Value Assessment’s ‘Leaky Bucket’ Problem

In Health Affairs Forefront, NPC outlines the challenges in assessing the value of new treatments and proposes a framework and recommendations to ensure patient access to new therapies and continued biopharmaceutical innovation.

Scientific breakthroughs are leading to new medicines that fundamentally modify or even cure certain debilitating diseases. Gene therapies, for instance, have the potential to deliver one-time corrections for genetic conditions like hemophilia A and sickle cell disease. But how do we determine the value of such life-changing innovations? 

In Health Affairs Forefront, National Pharmaceutical Council (NPC) Vice President of Health Services Research Kimberly Westrich, MA, and Chief Science Officer Robert W. Dubois, MD, PhD, outline the challenges in assessing the value of these types of therapies and propose a framework and recommendations to ensure patient access and continued biopharmaceutical innovation. 

Challenges of Value Assessment for Curative Therapies 

One approach for estimating the economic value of treatments is cost-effectiveness analysis (CEA). When using traditional CEA methods that compare treatment costs to clinical benefits, curative therapies that are expected to provide significant health gains for conditions that currently have poor outcomes will result in very high “value-based” prices, potentially millions of dollars per therapy.  

In the next 15 years, some analysts estimate that more than a million patients will be treated with gene therapies. As such, determining how to thoughtfully measure and allocate the value of these innovative therapies is critical for the U.S. health care system.  

Some have proposed methods that ignore value-based results for curative therapies and explicitly cap prices. But these approaches may disincentivize the development of future transformative therapies and limit patient access to innovative medicines.  

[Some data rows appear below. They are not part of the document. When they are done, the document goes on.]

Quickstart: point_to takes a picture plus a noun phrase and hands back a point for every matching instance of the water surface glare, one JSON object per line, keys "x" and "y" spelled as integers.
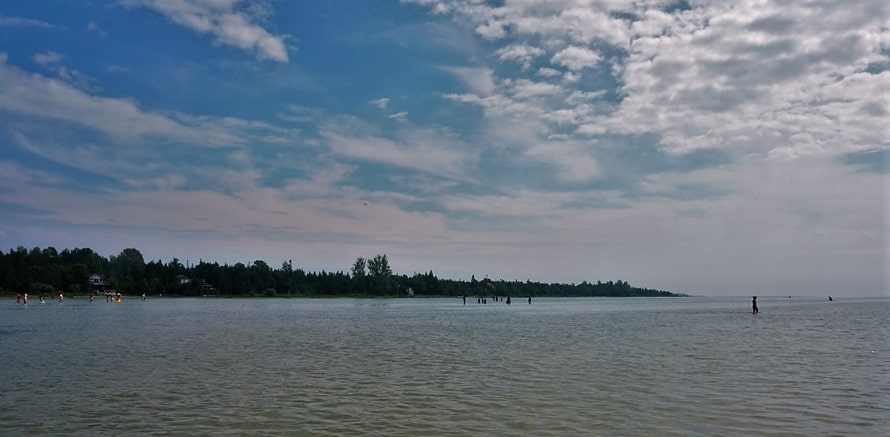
{"x": 414, "y": 367}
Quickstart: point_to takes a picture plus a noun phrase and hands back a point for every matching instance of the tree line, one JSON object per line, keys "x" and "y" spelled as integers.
{"x": 49, "y": 271}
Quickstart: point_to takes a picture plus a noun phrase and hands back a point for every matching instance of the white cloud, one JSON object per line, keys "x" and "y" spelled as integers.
{"x": 48, "y": 58}
{"x": 23, "y": 22}
{"x": 380, "y": 103}
{"x": 522, "y": 53}
{"x": 575, "y": 58}
{"x": 478, "y": 80}
{"x": 228, "y": 22}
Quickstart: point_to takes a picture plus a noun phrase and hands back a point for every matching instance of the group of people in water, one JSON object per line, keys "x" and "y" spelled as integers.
{"x": 109, "y": 297}
{"x": 484, "y": 299}
{"x": 23, "y": 298}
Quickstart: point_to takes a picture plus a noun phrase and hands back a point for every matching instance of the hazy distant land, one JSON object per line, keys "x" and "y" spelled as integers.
{"x": 82, "y": 271}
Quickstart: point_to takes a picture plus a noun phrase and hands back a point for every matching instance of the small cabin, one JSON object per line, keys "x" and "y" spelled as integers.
{"x": 98, "y": 284}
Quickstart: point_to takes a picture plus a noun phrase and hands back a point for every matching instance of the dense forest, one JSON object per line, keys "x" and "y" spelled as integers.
{"x": 83, "y": 271}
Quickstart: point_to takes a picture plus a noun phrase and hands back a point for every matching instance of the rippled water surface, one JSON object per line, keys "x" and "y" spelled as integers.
{"x": 412, "y": 367}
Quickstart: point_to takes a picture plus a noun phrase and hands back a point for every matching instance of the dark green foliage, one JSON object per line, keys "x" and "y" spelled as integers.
{"x": 47, "y": 269}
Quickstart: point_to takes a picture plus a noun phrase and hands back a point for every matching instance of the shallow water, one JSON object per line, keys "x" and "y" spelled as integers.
{"x": 411, "y": 367}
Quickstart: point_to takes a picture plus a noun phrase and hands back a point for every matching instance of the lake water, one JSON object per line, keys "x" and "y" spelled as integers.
{"x": 414, "y": 367}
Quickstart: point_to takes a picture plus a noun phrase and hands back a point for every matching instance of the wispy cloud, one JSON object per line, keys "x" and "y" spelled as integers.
{"x": 24, "y": 22}
{"x": 230, "y": 22}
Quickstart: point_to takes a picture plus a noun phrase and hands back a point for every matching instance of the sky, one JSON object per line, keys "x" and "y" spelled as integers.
{"x": 703, "y": 147}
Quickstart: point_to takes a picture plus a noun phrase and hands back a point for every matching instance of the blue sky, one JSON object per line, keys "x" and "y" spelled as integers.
{"x": 721, "y": 148}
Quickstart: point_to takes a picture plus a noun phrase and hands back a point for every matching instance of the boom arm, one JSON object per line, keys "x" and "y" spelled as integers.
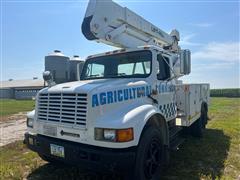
{"x": 106, "y": 21}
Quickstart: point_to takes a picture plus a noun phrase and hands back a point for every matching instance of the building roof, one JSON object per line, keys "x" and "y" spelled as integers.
{"x": 22, "y": 83}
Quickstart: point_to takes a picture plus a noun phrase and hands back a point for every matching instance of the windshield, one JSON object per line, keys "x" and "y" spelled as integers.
{"x": 135, "y": 64}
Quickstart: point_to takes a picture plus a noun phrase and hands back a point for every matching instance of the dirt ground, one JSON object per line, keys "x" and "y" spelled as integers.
{"x": 12, "y": 128}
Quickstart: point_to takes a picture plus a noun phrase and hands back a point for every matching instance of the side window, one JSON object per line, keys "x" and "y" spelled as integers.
{"x": 164, "y": 69}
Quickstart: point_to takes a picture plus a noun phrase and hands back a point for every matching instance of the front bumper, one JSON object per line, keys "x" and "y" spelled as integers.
{"x": 92, "y": 157}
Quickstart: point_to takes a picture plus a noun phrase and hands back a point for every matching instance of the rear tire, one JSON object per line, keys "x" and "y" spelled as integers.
{"x": 197, "y": 128}
{"x": 50, "y": 160}
{"x": 150, "y": 155}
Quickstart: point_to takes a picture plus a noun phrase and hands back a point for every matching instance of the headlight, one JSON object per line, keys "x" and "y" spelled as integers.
{"x": 114, "y": 135}
{"x": 30, "y": 122}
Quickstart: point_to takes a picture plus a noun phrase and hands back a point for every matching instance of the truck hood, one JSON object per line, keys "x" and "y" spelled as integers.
{"x": 94, "y": 85}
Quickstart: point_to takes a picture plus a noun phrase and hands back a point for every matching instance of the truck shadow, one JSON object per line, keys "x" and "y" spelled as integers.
{"x": 196, "y": 159}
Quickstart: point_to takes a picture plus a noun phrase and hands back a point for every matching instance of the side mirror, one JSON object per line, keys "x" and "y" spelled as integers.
{"x": 185, "y": 61}
{"x": 47, "y": 76}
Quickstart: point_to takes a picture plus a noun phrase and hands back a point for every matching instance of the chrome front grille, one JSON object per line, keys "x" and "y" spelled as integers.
{"x": 63, "y": 108}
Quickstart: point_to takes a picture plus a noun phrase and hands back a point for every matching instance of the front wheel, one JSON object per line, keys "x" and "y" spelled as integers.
{"x": 150, "y": 155}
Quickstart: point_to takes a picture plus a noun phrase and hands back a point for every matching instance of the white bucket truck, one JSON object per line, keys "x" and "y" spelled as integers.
{"x": 129, "y": 108}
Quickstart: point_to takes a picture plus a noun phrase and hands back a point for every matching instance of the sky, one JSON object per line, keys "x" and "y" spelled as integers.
{"x": 30, "y": 29}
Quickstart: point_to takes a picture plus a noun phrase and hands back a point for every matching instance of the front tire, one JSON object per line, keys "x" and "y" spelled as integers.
{"x": 150, "y": 155}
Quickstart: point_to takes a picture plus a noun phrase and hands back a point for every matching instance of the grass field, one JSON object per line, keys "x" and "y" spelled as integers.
{"x": 11, "y": 106}
{"x": 215, "y": 156}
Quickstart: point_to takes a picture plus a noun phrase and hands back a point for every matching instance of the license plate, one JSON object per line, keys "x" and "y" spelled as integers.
{"x": 57, "y": 150}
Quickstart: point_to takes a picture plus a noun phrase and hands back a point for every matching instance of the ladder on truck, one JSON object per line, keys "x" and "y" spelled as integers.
{"x": 107, "y": 22}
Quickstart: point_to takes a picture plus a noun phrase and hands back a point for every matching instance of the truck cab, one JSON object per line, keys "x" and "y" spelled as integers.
{"x": 128, "y": 108}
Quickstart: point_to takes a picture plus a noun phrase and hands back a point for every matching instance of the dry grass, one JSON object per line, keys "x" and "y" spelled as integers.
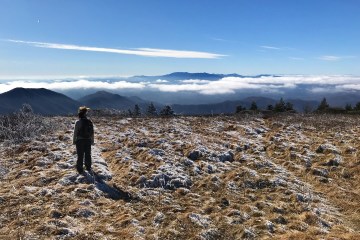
{"x": 266, "y": 191}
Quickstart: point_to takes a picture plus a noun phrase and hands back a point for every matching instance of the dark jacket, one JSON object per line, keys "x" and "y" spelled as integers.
{"x": 77, "y": 128}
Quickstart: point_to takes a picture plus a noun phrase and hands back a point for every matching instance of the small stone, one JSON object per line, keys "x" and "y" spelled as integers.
{"x": 321, "y": 172}
{"x": 194, "y": 155}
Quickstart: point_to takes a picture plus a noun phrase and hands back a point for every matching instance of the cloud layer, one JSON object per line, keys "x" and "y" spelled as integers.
{"x": 146, "y": 52}
{"x": 226, "y": 85}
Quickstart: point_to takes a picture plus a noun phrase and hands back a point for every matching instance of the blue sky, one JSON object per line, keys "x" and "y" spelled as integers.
{"x": 133, "y": 37}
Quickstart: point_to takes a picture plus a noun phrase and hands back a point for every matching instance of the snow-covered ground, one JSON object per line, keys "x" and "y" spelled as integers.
{"x": 186, "y": 178}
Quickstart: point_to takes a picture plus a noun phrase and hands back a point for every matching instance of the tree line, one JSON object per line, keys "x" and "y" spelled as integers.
{"x": 151, "y": 111}
{"x": 282, "y": 106}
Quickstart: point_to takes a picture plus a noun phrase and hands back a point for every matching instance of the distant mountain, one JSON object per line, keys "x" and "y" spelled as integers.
{"x": 227, "y": 107}
{"x": 175, "y": 76}
{"x": 43, "y": 101}
{"x": 103, "y": 99}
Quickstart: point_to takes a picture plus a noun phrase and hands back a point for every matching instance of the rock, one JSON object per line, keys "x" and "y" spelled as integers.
{"x": 211, "y": 169}
{"x": 188, "y": 162}
{"x": 210, "y": 234}
{"x": 65, "y": 232}
{"x": 248, "y": 233}
{"x": 157, "y": 152}
{"x": 301, "y": 198}
{"x": 141, "y": 181}
{"x": 227, "y": 157}
{"x": 200, "y": 220}
{"x": 159, "y": 218}
{"x": 321, "y": 172}
{"x": 270, "y": 226}
{"x": 55, "y": 214}
{"x": 224, "y": 203}
{"x": 334, "y": 162}
{"x": 350, "y": 150}
{"x": 280, "y": 220}
{"x": 194, "y": 155}
{"x": 85, "y": 213}
{"x": 327, "y": 148}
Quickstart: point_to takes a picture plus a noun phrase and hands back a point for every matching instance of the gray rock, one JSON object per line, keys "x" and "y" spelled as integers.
{"x": 321, "y": 172}
{"x": 195, "y": 155}
{"x": 227, "y": 157}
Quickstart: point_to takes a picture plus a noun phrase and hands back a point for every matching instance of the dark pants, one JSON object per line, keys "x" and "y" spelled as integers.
{"x": 83, "y": 147}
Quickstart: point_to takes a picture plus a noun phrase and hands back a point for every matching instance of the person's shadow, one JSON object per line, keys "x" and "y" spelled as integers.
{"x": 112, "y": 192}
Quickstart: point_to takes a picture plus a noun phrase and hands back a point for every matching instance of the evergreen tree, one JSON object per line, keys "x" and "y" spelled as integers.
{"x": 240, "y": 109}
{"x": 280, "y": 106}
{"x": 289, "y": 106}
{"x": 137, "y": 111}
{"x": 151, "y": 111}
{"x": 253, "y": 106}
{"x": 323, "y": 106}
{"x": 167, "y": 111}
{"x": 348, "y": 107}
{"x": 357, "y": 106}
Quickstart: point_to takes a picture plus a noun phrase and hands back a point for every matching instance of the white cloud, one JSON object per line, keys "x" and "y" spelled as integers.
{"x": 195, "y": 81}
{"x": 67, "y": 85}
{"x": 296, "y": 58}
{"x": 334, "y": 58}
{"x": 228, "y": 85}
{"x": 147, "y": 52}
{"x": 161, "y": 81}
{"x": 270, "y": 47}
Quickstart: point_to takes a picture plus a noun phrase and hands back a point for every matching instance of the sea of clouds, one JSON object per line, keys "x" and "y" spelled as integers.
{"x": 227, "y": 85}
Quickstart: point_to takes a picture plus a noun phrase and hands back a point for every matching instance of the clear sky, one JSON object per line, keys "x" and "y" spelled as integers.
{"x": 150, "y": 37}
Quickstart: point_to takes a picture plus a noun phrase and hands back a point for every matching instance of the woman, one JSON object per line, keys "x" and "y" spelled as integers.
{"x": 83, "y": 139}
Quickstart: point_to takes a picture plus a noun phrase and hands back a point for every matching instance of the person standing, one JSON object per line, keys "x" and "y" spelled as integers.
{"x": 83, "y": 139}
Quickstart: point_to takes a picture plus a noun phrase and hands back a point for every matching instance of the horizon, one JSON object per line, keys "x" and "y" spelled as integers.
{"x": 128, "y": 38}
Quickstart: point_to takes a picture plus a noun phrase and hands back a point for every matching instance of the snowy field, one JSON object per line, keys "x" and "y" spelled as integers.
{"x": 285, "y": 177}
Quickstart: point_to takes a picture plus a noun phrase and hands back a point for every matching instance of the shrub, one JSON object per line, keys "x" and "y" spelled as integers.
{"x": 24, "y": 125}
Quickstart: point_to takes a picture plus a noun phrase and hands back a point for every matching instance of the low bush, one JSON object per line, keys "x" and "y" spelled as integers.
{"x": 24, "y": 125}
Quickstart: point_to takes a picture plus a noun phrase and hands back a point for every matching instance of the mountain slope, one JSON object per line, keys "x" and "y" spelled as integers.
{"x": 103, "y": 99}
{"x": 43, "y": 101}
{"x": 187, "y": 178}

Fundamental Questions About Value 

In the blog, Westrich and Dubois lay out a three-step framework of fundamental, inter-related value questions that have important implications for the assessment of health care treatments and therapies:  

  1. How do we define value? 

  1. How do we measure value? 

  1. How should we allocate value?  

Each question in the framework builds on the previous one, and any “leakage” of value from steps one and two will impact how value is allocated in step three. For example, if not all sources of value are identified or if value is not properly measured, value can be underestimated, leading to incorrect conclusions about value allocation, including what share of value is being realized by innovators.  

This “leaky bucket” problem in value assessment is likely to affect innovation incentives for individual diseases and therapies differently. If a treatment brings great value in an area that is often omitted from value assessments, such as productivity or caregiver burden, then that therapy may be more disadvantaged than others. 

Value assessments have real-life implications, so the quality of the analyses matter. Payers may rely on these assessments in making coverage decisions and limit access to an undervalued therapy. Innovators are then looking at these pricing and reimbursement decisions when considering incentives for investment in the next generation of therapies and whether their return on investment will be sufficient.  

Plugging Value Assessment’s ‘Leaky Bucket’ 

Westrich and Dubois emphasized the “need for comprehensive approaches to value assessment” to ensure important decisions by payers and other stakeholders are not being made based on incomplete assessments.  

The authors recommended that current gaps in value measurement should be addressed through adoption of a societal perspective on value, capturing and measuring a broader set of benefits and costs, rather than the typical narrower set of costs and benefits that reflect a payer perspective.  

They also stressed that the potential for and implications of “leakage” in value measurement should be called out explicitly in value assessments. “Just because some benefits may be hard to measure with today’s methods and data does not mean they are valueless,” they concluded.